Saying this statement much more succinctly, if you have calculated the expected inherent reliability and you are certain you have good proactive and reactive maintenance programs, then you know "what you have a right to expect" for reliability performance.
"Reliability" or "reliability"
Many people who are not reliability experts tend to group several other characteristics under the heading of reliability. For the sake of discussion, I use the term "Reliability" (with a capital R) to describe the concept of reliability that includes all these elements.
First, reliability (with a small r) is defined as a measure of the instantaneous likelihood that a system or device will fail in a given period of time. My best analogy for reliability is a die (half of a pair of dice). Assume that the number one is a defect and when the one comes out on top a failure will occur. The reliability then is five-sixths and the unreliability is one-sixth. As long as the defect exists, there is some likelihood that a failure will occur. The only way to eliminate or reduce the likelihood of failure is to eliminate the defect.
Second, many people tend to roll the characteristic of "availability" into their perception of a system's Reliability. Availability is a ratio of "up-time", or time the system or device can perform its intended function, to "total time".
Total "down-time" or out-of-service time is the sum of all planned down-time and unplanned down-time. "Planned availability" is determined by how long a system can operate between planned outages, and how much time is needed to conduct the outage. "Unplanned availability" is determined by how frequently unplanned outages occur (reliability), and the amount of time needed to respond to unplanned interruptions.
Third, many people also tend to roll many of the characteristics of "maintainability" into their concept of Reliability. Maintainability is a measure of your capability to return a system or device to full inherent reliability in a ratable period of time. If you were to say, "It will take three hours to fix it, but I don't know how reliable it will be", the device would not be maintainable. Also if you were to say, "I don't know how long it will take to fix it, but when I finish it will be right", it is also not maintainable. To be "maintainable", you need to be able to both restore the inherent reliability and to do it in a known amount of time.
All the elements of Reliability are not strictly parts of reliability, but many asset managers tend to include those characteristics when demanding Reliability improvements.
If you are attempting to answer the question, "what do you have a right to expect?" and the question is intended to address aspects of availability and maintainability, you will need to be ready to answer some additional questions.
Drinking out of a Firehose
You are probably asking yourself, "How can this individual expect to explain the whole subject of reliability in such a small text?" The answer is that I am not.

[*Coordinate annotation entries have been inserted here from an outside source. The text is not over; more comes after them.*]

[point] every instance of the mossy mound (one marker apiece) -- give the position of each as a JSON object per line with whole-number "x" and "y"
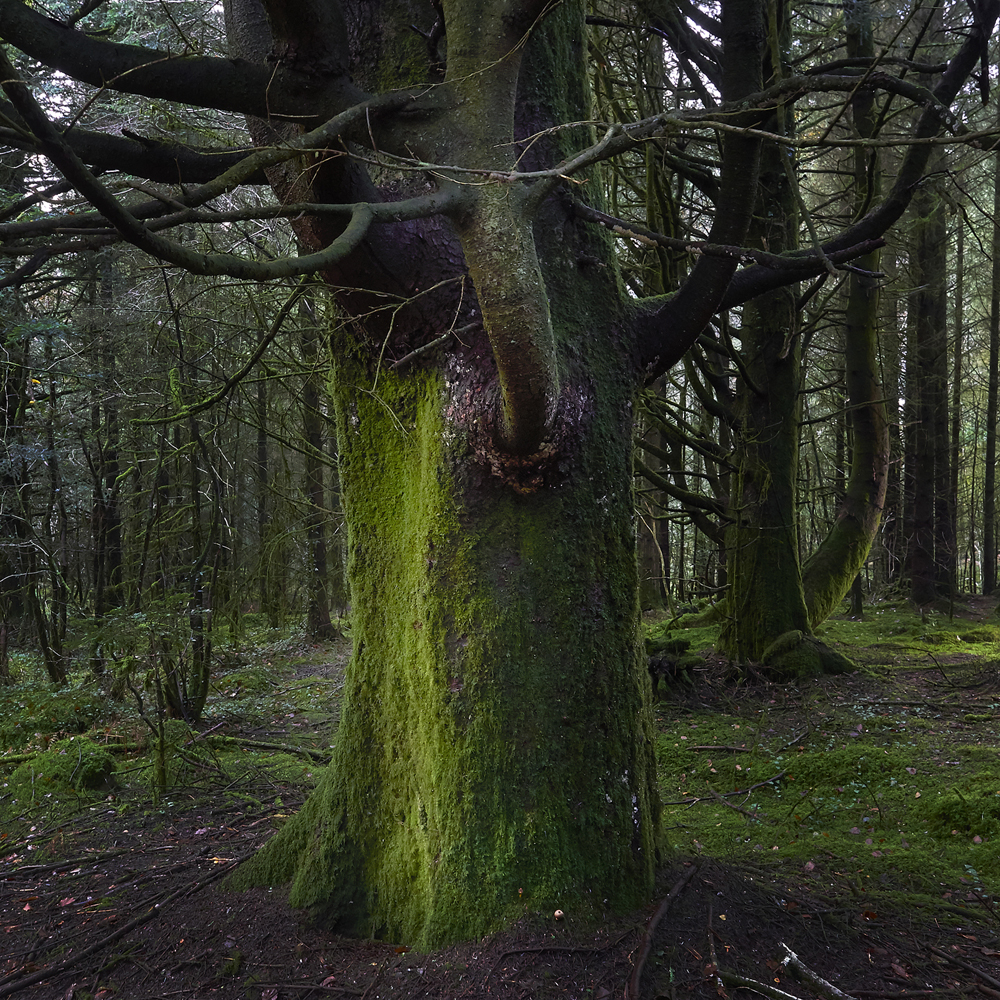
{"x": 27, "y": 711}
{"x": 971, "y": 808}
{"x": 981, "y": 634}
{"x": 76, "y": 764}
{"x": 796, "y": 654}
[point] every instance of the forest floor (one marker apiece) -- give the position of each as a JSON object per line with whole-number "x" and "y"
{"x": 851, "y": 822}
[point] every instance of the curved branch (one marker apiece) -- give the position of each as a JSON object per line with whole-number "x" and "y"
{"x": 205, "y": 81}
{"x": 132, "y": 229}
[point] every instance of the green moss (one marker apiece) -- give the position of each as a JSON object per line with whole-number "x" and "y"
{"x": 75, "y": 765}
{"x": 858, "y": 801}
{"x": 797, "y": 654}
{"x": 495, "y": 750}
{"x": 28, "y": 711}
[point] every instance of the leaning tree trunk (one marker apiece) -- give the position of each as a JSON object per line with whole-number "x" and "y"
{"x": 829, "y": 572}
{"x": 495, "y": 752}
{"x": 495, "y": 650}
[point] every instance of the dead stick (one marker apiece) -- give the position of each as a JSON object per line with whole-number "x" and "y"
{"x": 153, "y": 911}
{"x": 765, "y": 989}
{"x": 632, "y": 989}
{"x": 745, "y": 812}
{"x": 965, "y": 965}
{"x": 818, "y": 982}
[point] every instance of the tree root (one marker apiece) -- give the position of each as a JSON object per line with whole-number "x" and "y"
{"x": 632, "y": 989}
{"x": 985, "y": 977}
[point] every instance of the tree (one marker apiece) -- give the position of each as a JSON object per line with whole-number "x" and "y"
{"x": 495, "y": 749}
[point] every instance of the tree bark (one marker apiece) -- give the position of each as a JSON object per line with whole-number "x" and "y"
{"x": 992, "y": 397}
{"x": 831, "y": 571}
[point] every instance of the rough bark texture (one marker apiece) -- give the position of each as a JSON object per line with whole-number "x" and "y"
{"x": 833, "y": 568}
{"x": 495, "y": 752}
{"x": 765, "y": 597}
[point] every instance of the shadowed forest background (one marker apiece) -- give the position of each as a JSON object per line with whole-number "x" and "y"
{"x": 521, "y": 352}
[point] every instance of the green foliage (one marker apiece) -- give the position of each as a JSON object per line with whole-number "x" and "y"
{"x": 75, "y": 765}
{"x": 872, "y": 794}
{"x": 33, "y": 712}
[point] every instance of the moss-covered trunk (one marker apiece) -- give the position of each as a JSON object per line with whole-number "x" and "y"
{"x": 495, "y": 753}
{"x": 765, "y": 598}
{"x": 830, "y": 571}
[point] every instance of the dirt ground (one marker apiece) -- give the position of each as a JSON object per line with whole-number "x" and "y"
{"x": 129, "y": 904}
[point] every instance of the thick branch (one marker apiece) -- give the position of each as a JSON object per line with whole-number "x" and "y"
{"x": 204, "y": 81}
{"x": 754, "y": 280}
{"x": 131, "y": 229}
{"x": 664, "y": 336}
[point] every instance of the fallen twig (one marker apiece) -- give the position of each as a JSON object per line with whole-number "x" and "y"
{"x": 153, "y": 911}
{"x": 316, "y": 755}
{"x": 743, "y": 812}
{"x": 816, "y": 981}
{"x": 986, "y": 978}
{"x": 737, "y": 791}
{"x": 765, "y": 989}
{"x": 632, "y": 989}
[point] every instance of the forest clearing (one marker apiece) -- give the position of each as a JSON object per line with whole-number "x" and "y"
{"x": 854, "y": 819}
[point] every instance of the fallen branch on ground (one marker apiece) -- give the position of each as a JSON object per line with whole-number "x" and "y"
{"x": 816, "y": 981}
{"x": 632, "y": 989}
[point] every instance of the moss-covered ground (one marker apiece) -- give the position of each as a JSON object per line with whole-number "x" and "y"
{"x": 855, "y": 819}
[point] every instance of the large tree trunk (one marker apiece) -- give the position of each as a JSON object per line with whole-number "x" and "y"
{"x": 495, "y": 750}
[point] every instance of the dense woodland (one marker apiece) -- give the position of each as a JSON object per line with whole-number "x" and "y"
{"x": 173, "y": 451}
{"x": 167, "y": 438}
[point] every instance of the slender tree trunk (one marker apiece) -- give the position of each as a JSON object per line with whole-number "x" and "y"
{"x": 836, "y": 564}
{"x": 928, "y": 346}
{"x": 992, "y": 397}
{"x": 955, "y": 430}
{"x": 766, "y": 598}
{"x": 318, "y": 613}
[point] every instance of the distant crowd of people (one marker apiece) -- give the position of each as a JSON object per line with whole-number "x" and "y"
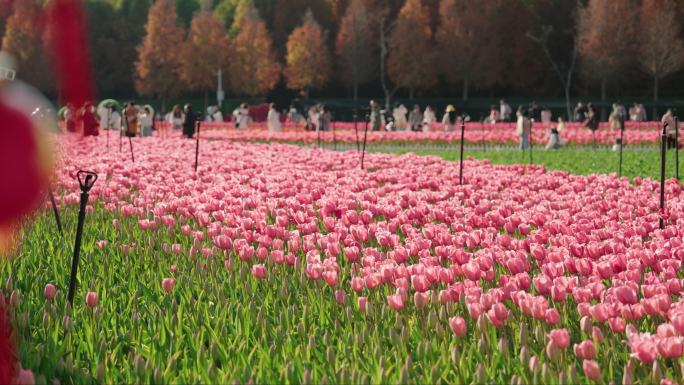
{"x": 134, "y": 120}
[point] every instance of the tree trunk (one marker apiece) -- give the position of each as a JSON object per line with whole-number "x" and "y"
{"x": 465, "y": 88}
{"x": 604, "y": 84}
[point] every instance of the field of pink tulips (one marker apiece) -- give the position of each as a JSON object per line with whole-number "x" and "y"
{"x": 475, "y": 133}
{"x": 276, "y": 263}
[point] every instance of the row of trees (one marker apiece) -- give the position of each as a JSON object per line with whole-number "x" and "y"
{"x": 168, "y": 47}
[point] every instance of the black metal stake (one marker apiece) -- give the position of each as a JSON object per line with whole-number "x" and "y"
{"x": 130, "y": 144}
{"x": 663, "y": 157}
{"x": 86, "y": 185}
{"x": 622, "y": 143}
{"x": 54, "y": 209}
{"x": 356, "y": 130}
{"x": 460, "y": 169}
{"x": 197, "y": 127}
{"x": 530, "y": 140}
{"x": 334, "y": 137}
{"x": 676, "y": 123}
{"x": 365, "y": 137}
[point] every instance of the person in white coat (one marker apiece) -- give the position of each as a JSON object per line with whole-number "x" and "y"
{"x": 241, "y": 116}
{"x": 399, "y": 114}
{"x": 428, "y": 118}
{"x": 273, "y": 119}
{"x": 449, "y": 119}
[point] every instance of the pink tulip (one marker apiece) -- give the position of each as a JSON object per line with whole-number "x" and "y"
{"x": 552, "y": 317}
{"x": 167, "y": 284}
{"x": 591, "y": 370}
{"x": 50, "y": 292}
{"x": 560, "y": 338}
{"x": 458, "y": 326}
{"x": 259, "y": 271}
{"x": 339, "y": 296}
{"x": 24, "y": 377}
{"x": 395, "y": 301}
{"x": 91, "y": 299}
{"x": 585, "y": 350}
{"x": 421, "y": 299}
{"x": 362, "y": 302}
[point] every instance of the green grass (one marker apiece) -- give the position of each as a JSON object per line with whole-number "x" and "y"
{"x": 222, "y": 325}
{"x": 644, "y": 163}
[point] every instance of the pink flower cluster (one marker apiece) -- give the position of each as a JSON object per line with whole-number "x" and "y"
{"x": 513, "y": 241}
{"x": 500, "y": 133}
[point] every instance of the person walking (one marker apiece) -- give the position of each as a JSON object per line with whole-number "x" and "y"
{"x": 591, "y": 118}
{"x": 273, "y": 119}
{"x": 399, "y": 114}
{"x": 523, "y": 128}
{"x": 428, "y": 118}
{"x": 375, "y": 118}
{"x": 670, "y": 130}
{"x": 505, "y": 111}
{"x": 90, "y": 122}
{"x": 189, "y": 122}
{"x": 555, "y": 141}
{"x": 146, "y": 121}
{"x": 241, "y": 117}
{"x": 415, "y": 118}
{"x": 449, "y": 119}
{"x": 131, "y": 120}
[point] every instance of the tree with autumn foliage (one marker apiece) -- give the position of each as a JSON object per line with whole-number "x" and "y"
{"x": 661, "y": 50}
{"x": 607, "y": 40}
{"x": 25, "y": 39}
{"x": 253, "y": 67}
{"x": 410, "y": 63}
{"x": 308, "y": 60}
{"x": 355, "y": 46}
{"x": 158, "y": 68}
{"x": 205, "y": 52}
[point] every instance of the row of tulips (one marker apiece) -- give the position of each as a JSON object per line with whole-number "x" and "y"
{"x": 564, "y": 258}
{"x": 473, "y": 134}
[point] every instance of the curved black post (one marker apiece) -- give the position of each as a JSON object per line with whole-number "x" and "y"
{"x": 365, "y": 138}
{"x": 197, "y": 128}
{"x": 460, "y": 169}
{"x": 676, "y": 123}
{"x": 663, "y": 157}
{"x": 54, "y": 209}
{"x": 622, "y": 143}
{"x": 86, "y": 185}
{"x": 356, "y": 130}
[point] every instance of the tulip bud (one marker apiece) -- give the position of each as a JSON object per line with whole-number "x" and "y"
{"x": 539, "y": 334}
{"x": 523, "y": 335}
{"x": 480, "y": 374}
{"x": 403, "y": 378}
{"x": 572, "y": 374}
{"x": 330, "y": 355}
{"x": 524, "y": 354}
{"x": 482, "y": 324}
{"x": 534, "y": 364}
{"x": 100, "y": 373}
{"x": 656, "y": 374}
{"x": 513, "y": 380}
{"x": 503, "y": 346}
{"x": 454, "y": 356}
{"x": 628, "y": 373}
{"x": 432, "y": 318}
{"x": 308, "y": 377}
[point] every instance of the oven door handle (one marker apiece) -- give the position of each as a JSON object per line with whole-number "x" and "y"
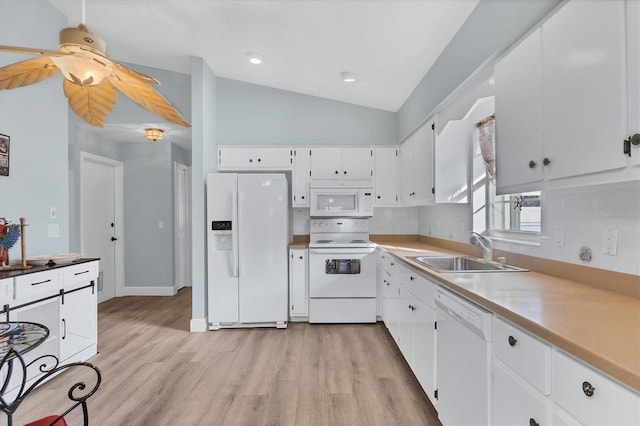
{"x": 343, "y": 251}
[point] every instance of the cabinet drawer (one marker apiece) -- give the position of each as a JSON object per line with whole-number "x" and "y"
{"x": 34, "y": 286}
{"x": 527, "y": 356}
{"x": 78, "y": 275}
{"x": 609, "y": 403}
{"x": 514, "y": 402}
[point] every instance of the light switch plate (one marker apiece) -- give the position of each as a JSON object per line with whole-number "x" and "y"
{"x": 610, "y": 241}
{"x": 53, "y": 230}
{"x": 558, "y": 236}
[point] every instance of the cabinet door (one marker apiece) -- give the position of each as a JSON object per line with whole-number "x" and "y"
{"x": 633, "y": 74}
{"x": 357, "y": 162}
{"x": 235, "y": 158}
{"x": 386, "y": 176}
{"x": 78, "y": 321}
{"x": 423, "y": 166}
{"x": 424, "y": 347}
{"x": 298, "y": 283}
{"x": 405, "y": 157}
{"x": 326, "y": 163}
{"x": 405, "y": 324}
{"x": 273, "y": 158}
{"x": 301, "y": 171}
{"x": 583, "y": 97}
{"x": 515, "y": 403}
{"x": 519, "y": 119}
{"x": 452, "y": 148}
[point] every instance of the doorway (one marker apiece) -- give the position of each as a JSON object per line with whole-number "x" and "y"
{"x": 101, "y": 220}
{"x": 182, "y": 255}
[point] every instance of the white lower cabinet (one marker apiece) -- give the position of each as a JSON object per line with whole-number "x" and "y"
{"x": 515, "y": 402}
{"x": 591, "y": 397}
{"x": 298, "y": 283}
{"x": 64, "y": 299}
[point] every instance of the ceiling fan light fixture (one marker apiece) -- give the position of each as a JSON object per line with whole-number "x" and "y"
{"x": 254, "y": 58}
{"x": 348, "y": 77}
{"x": 154, "y": 134}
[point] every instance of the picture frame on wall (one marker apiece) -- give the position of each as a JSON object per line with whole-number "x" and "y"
{"x": 4, "y": 155}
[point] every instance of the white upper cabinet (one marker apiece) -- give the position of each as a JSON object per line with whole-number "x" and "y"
{"x": 335, "y": 162}
{"x": 567, "y": 98}
{"x": 300, "y": 177}
{"x": 519, "y": 119}
{"x": 386, "y": 176}
{"x": 247, "y": 157}
{"x": 583, "y": 88}
{"x": 416, "y": 167}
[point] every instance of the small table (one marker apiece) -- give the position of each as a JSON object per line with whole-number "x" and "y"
{"x": 17, "y": 338}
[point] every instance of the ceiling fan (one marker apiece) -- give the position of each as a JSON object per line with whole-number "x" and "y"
{"x": 90, "y": 77}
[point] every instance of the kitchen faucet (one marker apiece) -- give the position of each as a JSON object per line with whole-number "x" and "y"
{"x": 485, "y": 243}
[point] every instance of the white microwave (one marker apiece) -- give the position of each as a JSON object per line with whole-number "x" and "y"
{"x": 341, "y": 198}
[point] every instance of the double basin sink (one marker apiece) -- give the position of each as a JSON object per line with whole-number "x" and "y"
{"x": 463, "y": 264}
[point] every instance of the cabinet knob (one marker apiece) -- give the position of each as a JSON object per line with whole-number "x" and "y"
{"x": 588, "y": 389}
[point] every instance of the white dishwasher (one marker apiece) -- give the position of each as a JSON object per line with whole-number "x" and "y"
{"x": 463, "y": 359}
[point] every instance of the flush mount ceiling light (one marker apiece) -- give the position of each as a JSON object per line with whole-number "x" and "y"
{"x": 154, "y": 134}
{"x": 90, "y": 78}
{"x": 254, "y": 58}
{"x": 348, "y": 77}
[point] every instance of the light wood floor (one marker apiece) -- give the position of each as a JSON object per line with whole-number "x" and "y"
{"x": 155, "y": 372}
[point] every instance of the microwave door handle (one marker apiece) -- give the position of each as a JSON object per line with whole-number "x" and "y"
{"x": 234, "y": 234}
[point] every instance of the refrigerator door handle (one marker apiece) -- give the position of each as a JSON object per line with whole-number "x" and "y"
{"x": 234, "y": 233}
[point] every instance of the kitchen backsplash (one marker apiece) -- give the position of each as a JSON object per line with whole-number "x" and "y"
{"x": 582, "y": 215}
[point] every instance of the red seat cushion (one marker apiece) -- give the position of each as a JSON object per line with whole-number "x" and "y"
{"x": 46, "y": 421}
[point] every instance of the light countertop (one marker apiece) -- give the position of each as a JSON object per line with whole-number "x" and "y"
{"x": 596, "y": 324}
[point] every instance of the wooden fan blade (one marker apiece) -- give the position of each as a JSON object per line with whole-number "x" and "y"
{"x": 29, "y": 50}
{"x": 139, "y": 90}
{"x": 26, "y": 72}
{"x": 92, "y": 103}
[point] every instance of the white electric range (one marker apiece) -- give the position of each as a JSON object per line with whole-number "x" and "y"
{"x": 342, "y": 271}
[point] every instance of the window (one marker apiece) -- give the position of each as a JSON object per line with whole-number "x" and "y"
{"x": 514, "y": 216}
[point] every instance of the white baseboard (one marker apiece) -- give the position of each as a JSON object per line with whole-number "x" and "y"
{"x": 198, "y": 325}
{"x": 149, "y": 291}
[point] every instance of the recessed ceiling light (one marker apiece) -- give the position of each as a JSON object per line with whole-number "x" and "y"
{"x": 348, "y": 77}
{"x": 254, "y": 58}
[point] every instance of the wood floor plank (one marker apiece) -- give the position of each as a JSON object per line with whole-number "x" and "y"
{"x": 155, "y": 372}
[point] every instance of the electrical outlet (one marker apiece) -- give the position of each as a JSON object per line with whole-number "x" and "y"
{"x": 558, "y": 236}
{"x": 610, "y": 241}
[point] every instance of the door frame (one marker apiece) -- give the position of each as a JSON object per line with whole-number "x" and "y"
{"x": 187, "y": 242}
{"x": 85, "y": 160}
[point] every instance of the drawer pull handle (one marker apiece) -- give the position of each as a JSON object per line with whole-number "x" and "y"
{"x": 588, "y": 389}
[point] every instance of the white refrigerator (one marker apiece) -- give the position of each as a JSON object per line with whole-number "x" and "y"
{"x": 248, "y": 236}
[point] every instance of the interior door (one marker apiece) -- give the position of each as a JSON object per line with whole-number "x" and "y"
{"x": 100, "y": 208}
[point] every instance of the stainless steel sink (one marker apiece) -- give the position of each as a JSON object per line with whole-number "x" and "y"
{"x": 463, "y": 264}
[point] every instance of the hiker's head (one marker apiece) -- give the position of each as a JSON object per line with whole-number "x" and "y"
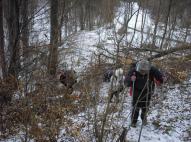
{"x": 143, "y": 66}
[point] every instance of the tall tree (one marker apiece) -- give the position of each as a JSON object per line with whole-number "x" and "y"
{"x": 24, "y": 26}
{"x": 166, "y": 23}
{"x": 2, "y": 52}
{"x": 54, "y": 36}
{"x": 13, "y": 33}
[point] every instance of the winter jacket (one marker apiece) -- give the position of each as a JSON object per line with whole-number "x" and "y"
{"x": 143, "y": 90}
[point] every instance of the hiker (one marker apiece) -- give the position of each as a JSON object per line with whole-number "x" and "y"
{"x": 141, "y": 80}
{"x": 68, "y": 79}
{"x": 117, "y": 84}
{"x": 107, "y": 75}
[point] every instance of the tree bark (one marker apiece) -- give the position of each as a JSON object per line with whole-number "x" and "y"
{"x": 53, "y": 51}
{"x": 2, "y": 52}
{"x": 166, "y": 23}
{"x": 13, "y": 28}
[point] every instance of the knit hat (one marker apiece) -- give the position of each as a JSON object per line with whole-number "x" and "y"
{"x": 143, "y": 65}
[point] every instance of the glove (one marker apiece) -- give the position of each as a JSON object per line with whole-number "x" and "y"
{"x": 133, "y": 78}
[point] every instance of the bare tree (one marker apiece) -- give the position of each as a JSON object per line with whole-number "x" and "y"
{"x": 2, "y": 52}
{"x": 53, "y": 53}
{"x": 166, "y": 23}
{"x": 13, "y": 36}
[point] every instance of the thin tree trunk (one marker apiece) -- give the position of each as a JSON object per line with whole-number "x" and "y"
{"x": 2, "y": 52}
{"x": 166, "y": 23}
{"x": 156, "y": 24}
{"x": 14, "y": 34}
{"x": 53, "y": 53}
{"x": 135, "y": 27}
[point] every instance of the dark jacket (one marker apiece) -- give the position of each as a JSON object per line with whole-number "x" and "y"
{"x": 141, "y": 87}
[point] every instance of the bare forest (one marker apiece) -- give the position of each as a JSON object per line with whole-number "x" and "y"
{"x": 40, "y": 40}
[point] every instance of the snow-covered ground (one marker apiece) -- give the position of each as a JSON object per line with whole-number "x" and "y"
{"x": 169, "y": 119}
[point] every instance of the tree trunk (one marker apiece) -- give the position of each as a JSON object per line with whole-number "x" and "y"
{"x": 25, "y": 29}
{"x": 13, "y": 29}
{"x": 156, "y": 24}
{"x": 2, "y": 52}
{"x": 166, "y": 23}
{"x": 53, "y": 53}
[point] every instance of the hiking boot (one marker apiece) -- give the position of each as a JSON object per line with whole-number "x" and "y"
{"x": 133, "y": 125}
{"x": 144, "y": 122}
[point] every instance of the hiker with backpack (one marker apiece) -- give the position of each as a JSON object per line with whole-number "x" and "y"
{"x": 117, "y": 84}
{"x": 141, "y": 80}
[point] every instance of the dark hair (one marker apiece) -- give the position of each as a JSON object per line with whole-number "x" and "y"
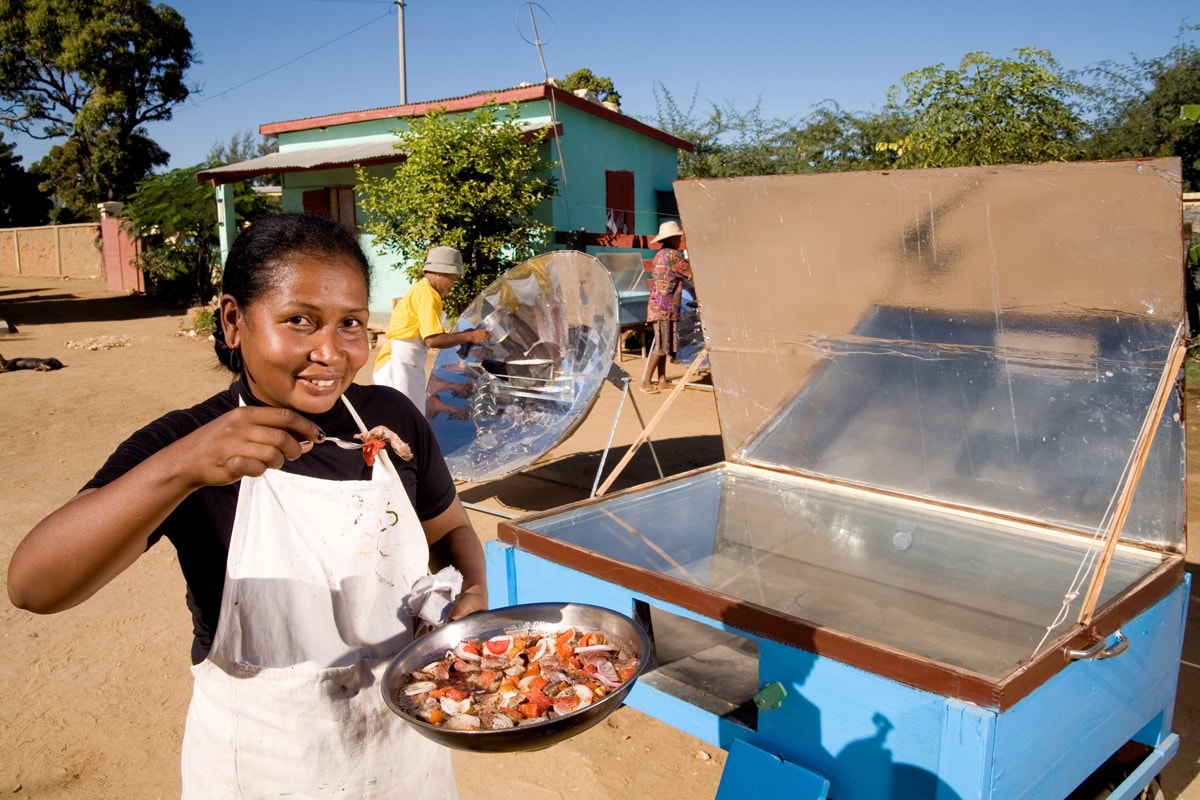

I have two objectives for this text. The first is to describe a good starting point for individuals and organizations who are willing to admit they are still new to reliability. Second, I am going to try to fill a gap that most reliability experts have ignored. That gap is the one between being a highly reactive organization (and gathering little information) and having sufficient information to begin the journey to becoming a proactive organization. I will describe an approach that will be useful and valuable to reliability engineers, as well as being worthy of resource investment by asset managers.
A number of years ago I purchased a text entitled "The Little Black Book of Project Management". At the time it was published and for sometime thereafter, there were few comparable texts on Project Management. Few individuals seemed to come "equipped" with project management skills. As a result, I repeatedly loaned the book to subordinates to help increase their knowledge and improve their skills. As usual, that practice turned out to be a good way to lose a book, so I was without a copy for several years. A few years ago I spotted another copy on the shelf of a used bookstore and purchased it. Again, I am regularly making the mistake of lending my copy out.
In exchange, I get improved performance by young engineers assigned to manage projects. My objective here is to create a text that is as useful to others who are trying to improve reliability performance as the "Little Black Book on Project Management" has been for me. The key characteristics are:
• The book is relatively short.
• Application of the approach described in the book is straightforward.
• Usefulness is not limited by scale. The book is equally useful to both large and small enterprises.
• You don't need to be an expert to use the knowledge
Prepare for Change
Like most things of any value, application of the techniques found in this book require change. The most significant change confronting the individual is a change in roles. The most significant change confronting an organization is a change in the corporate culture. To implement the approaches described in this text, both kinds of change will be required. A number of individuals will need to add tasks and change the way they are performing some of their current tasks. The organization will need to become unwilling to accept sloppiness in gathering facts and using information.
It is important to keep in mind that the tasks here discussed are closely integrated with tasks currently being accomplished within most organizations. Current meetings, current planning and scheduling protocols, and current organizational structures, will need to be modified in a thoughtful, integrated manner if optimum results are to be achieved.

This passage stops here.